Hilmi Bulunmaz
3 Ekim 2008
Yıl 1978... Üsküdar Sunar Sineması'nı İstanbul Akademik Sanat Topluluğu'na dönüştürdüğümüz süreç. Yüksel Özkök ve eşi Dilara Özkök'ün önderliğinde, sadece tiyatro değil, handiyse tüm sanatlarla içli dışlıyız. Vitrinlerin dışında, hiçbir yerde piyano görmemiş olan ben, ilk kez, İAST'ta görüp dokunuyorum piyanoya. Piyano sorumlusu Nadir Göktürk. Nadir, büyük bir sabırla, biz emekçilere piyano çaldırıyor. Ellerimizin nasırı, tuşlara hızlı ve sert basmamıza neden olsa da, Nadir sabrından bir gram ödün vermiyor ve bize bazı tınıları sevdiriyor...

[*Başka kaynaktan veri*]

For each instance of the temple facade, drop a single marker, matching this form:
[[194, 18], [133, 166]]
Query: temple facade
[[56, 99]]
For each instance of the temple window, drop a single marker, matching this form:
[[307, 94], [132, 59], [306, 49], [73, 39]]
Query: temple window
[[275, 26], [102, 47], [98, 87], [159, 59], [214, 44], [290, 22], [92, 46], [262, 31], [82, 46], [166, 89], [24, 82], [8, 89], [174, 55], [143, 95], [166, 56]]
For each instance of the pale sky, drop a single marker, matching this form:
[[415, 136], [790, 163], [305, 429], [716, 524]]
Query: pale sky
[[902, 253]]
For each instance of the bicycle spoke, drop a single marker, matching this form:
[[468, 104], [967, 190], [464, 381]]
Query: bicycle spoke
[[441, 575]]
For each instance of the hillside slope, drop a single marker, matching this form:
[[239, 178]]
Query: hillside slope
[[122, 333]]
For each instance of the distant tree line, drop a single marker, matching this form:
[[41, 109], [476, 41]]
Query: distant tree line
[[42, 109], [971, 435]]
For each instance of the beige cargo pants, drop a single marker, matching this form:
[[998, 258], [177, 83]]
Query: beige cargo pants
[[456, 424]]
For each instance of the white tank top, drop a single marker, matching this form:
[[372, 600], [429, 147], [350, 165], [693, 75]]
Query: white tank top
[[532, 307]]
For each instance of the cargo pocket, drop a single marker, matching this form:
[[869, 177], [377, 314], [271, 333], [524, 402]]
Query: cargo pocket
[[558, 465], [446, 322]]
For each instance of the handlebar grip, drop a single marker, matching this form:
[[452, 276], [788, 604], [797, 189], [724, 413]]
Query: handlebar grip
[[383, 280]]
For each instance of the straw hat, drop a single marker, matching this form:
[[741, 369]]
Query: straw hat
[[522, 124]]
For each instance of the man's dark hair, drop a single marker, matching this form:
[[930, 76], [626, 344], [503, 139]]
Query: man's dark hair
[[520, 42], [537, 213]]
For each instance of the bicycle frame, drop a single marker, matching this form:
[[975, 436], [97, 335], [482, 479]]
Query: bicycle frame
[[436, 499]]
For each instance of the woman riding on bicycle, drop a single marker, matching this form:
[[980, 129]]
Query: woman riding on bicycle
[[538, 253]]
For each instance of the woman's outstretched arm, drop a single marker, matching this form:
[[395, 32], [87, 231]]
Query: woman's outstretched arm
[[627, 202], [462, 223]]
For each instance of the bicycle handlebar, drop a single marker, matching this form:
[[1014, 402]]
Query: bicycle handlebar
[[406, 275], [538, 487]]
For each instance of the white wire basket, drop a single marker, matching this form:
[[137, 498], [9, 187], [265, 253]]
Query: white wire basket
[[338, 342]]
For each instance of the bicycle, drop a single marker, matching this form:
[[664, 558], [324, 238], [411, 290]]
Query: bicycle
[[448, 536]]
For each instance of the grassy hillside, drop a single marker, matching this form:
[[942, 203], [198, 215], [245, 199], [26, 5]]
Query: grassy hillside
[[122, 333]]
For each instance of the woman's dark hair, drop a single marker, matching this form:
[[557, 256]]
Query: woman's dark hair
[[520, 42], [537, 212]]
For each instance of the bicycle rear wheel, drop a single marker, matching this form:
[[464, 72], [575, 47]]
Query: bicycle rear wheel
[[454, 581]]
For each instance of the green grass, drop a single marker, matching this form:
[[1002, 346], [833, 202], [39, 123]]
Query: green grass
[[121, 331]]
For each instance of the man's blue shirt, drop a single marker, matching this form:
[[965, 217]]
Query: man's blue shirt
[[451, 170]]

Araya 12 Eylül Faşizmi giriyor... Birkaç aylık tutsaklık sonucu, gözlerimi yerin altına dikiyorum... Sonra evlilik, çoluk çocuk ve politik kavgadan hiç de aşağı olmayan hayat kavgası. Bu arada sanat kavgasına hiç ara vermiyorum...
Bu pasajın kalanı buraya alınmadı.